Department of Computer Science and software engineering, Laval University, Pavillon Adrien-Pouliot 1065, av. de la Médecine, Quebec, G1V0A6, Quebec, Canada.
Neural Netw. 2023 Jul;164:382-394. doi: 10.1016/j.neunet.2023.04.028. Epub 2023 Apr 25.
We prove new generalization bounds for stochastic gradient descent when training classifiers with invariances. Our analysis is based on the stability framework and covers both the convex case of linear classifiers and the non-convex case of homogeneous neural networks. We analyze stability with respect to the normalized version of the loss function used for training. This leads to investigating a form of angle-wise stability instead of euclidean stability in weights. For neural networks, the measure of distance we consider is invariant to rescaling the weights of each layer.
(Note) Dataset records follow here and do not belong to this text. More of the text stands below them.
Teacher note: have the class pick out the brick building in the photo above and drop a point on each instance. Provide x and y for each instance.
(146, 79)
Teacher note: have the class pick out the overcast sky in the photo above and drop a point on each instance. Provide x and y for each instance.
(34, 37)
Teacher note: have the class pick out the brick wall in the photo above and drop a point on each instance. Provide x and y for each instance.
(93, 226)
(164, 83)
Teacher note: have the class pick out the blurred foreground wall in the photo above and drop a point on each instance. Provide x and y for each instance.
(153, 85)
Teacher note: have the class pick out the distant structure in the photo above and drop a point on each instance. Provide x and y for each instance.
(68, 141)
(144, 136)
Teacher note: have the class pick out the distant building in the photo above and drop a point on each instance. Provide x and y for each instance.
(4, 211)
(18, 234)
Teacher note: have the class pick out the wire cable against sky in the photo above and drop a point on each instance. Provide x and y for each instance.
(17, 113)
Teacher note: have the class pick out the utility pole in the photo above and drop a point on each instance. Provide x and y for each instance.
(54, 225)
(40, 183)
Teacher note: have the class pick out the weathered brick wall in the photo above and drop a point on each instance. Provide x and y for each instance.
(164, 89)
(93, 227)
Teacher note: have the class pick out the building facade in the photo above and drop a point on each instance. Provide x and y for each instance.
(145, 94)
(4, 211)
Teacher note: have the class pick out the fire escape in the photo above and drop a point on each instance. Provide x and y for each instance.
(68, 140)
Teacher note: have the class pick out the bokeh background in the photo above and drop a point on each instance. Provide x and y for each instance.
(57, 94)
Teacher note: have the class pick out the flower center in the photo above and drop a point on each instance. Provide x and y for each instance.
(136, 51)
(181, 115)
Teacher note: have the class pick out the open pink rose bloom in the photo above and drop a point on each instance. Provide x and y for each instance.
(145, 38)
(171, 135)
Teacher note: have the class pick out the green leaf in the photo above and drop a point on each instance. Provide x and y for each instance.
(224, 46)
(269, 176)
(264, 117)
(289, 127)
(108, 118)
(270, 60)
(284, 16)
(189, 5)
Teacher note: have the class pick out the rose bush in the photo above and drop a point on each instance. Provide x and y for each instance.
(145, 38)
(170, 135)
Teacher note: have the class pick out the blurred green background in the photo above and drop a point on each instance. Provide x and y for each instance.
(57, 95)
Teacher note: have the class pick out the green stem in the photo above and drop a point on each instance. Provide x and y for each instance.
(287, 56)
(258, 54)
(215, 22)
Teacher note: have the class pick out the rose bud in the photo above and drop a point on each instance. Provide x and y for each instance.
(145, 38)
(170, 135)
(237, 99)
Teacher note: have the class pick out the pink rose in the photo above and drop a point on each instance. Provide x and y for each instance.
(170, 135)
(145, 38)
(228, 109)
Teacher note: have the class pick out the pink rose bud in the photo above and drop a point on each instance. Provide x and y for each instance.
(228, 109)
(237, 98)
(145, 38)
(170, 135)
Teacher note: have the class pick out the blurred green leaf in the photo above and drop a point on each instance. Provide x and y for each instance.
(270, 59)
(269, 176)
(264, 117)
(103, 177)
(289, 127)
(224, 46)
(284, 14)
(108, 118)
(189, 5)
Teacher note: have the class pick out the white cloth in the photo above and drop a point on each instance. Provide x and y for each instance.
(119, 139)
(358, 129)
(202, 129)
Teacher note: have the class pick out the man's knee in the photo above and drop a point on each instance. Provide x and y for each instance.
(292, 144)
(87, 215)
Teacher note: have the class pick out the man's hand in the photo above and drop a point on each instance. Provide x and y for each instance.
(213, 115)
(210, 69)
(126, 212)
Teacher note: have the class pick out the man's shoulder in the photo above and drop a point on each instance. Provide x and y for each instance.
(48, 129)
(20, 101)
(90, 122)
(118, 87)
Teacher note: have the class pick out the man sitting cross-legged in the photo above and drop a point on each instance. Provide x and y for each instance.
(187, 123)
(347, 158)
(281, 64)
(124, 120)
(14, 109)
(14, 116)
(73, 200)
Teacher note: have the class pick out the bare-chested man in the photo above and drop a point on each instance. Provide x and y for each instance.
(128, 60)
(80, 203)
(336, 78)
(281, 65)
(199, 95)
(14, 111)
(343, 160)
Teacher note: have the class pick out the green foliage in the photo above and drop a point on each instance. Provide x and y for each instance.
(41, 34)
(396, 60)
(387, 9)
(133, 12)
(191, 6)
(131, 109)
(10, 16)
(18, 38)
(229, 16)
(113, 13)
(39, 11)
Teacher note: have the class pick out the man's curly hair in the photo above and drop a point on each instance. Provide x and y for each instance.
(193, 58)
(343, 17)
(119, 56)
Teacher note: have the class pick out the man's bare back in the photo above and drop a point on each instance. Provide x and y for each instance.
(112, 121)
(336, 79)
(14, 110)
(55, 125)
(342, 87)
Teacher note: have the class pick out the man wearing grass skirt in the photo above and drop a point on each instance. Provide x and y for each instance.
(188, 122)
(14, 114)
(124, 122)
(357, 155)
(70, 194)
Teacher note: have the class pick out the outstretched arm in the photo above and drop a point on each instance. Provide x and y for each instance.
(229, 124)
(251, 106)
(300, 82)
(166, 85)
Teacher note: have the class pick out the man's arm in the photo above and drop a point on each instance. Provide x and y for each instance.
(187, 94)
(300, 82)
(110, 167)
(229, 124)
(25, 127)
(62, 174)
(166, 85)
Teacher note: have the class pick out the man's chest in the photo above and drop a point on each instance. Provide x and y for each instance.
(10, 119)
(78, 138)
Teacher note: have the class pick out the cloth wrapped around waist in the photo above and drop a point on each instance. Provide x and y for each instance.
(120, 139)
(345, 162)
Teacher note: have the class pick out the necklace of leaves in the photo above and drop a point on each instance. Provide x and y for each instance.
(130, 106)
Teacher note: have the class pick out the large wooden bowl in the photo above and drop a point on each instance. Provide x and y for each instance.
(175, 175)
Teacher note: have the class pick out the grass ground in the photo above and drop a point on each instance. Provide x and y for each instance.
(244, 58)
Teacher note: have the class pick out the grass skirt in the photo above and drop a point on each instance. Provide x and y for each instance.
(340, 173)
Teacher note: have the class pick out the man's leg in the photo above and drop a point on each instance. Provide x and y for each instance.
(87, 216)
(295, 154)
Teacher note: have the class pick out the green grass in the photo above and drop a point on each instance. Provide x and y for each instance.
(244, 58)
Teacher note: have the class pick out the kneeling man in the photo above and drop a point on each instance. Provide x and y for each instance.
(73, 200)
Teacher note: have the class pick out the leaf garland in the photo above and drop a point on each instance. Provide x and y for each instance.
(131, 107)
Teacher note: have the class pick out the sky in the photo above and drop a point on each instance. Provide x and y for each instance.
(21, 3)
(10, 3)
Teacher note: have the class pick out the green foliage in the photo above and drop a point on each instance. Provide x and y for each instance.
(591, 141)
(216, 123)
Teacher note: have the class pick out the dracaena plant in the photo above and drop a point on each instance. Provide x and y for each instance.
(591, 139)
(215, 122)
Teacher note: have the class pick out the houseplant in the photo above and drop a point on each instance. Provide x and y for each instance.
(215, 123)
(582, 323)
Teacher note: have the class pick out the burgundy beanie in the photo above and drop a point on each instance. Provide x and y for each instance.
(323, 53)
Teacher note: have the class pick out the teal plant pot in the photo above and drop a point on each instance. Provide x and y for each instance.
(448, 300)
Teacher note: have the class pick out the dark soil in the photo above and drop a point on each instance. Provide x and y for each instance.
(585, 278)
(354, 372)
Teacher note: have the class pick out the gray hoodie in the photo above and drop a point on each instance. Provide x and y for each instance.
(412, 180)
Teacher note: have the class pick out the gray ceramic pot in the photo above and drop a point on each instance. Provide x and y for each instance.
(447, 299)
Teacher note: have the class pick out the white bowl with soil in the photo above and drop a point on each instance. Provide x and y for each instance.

Furthermore, we exploit the notion of on-average stability in order to obtain a data-dependent quantity in the bound. This data-dependent quantity is seen to be more favorable when training with larger learning rates in our numerical experiments. This might help to shed some light on why larger learning rates can lead to better generalization in some practical scenarios.
我们证明了在具有不变性的分类器训练中,随机梯度下降的新的推广界限。我们的分析基于稳定性框架,涵盖了线性分类器的凸情况和同调神经网络的非凸情况。我们根据用于训练的损失函数的归一化版本分析稳定性。这导致在权重方面研究角度稳定性而不是欧几里得稳定性。对于神经网络,我们考虑的距离度量对于每层权重的缩放是不变的。此外,我们利用平均稳定性的概念来获得界中的数据相关量。在我们的数值实验中,当使用更大的学习率进行训练时,这个数据相关量更有利。这可能有助于解释为什么在某些实际情况下,更大的学习率可以导致更好的泛化。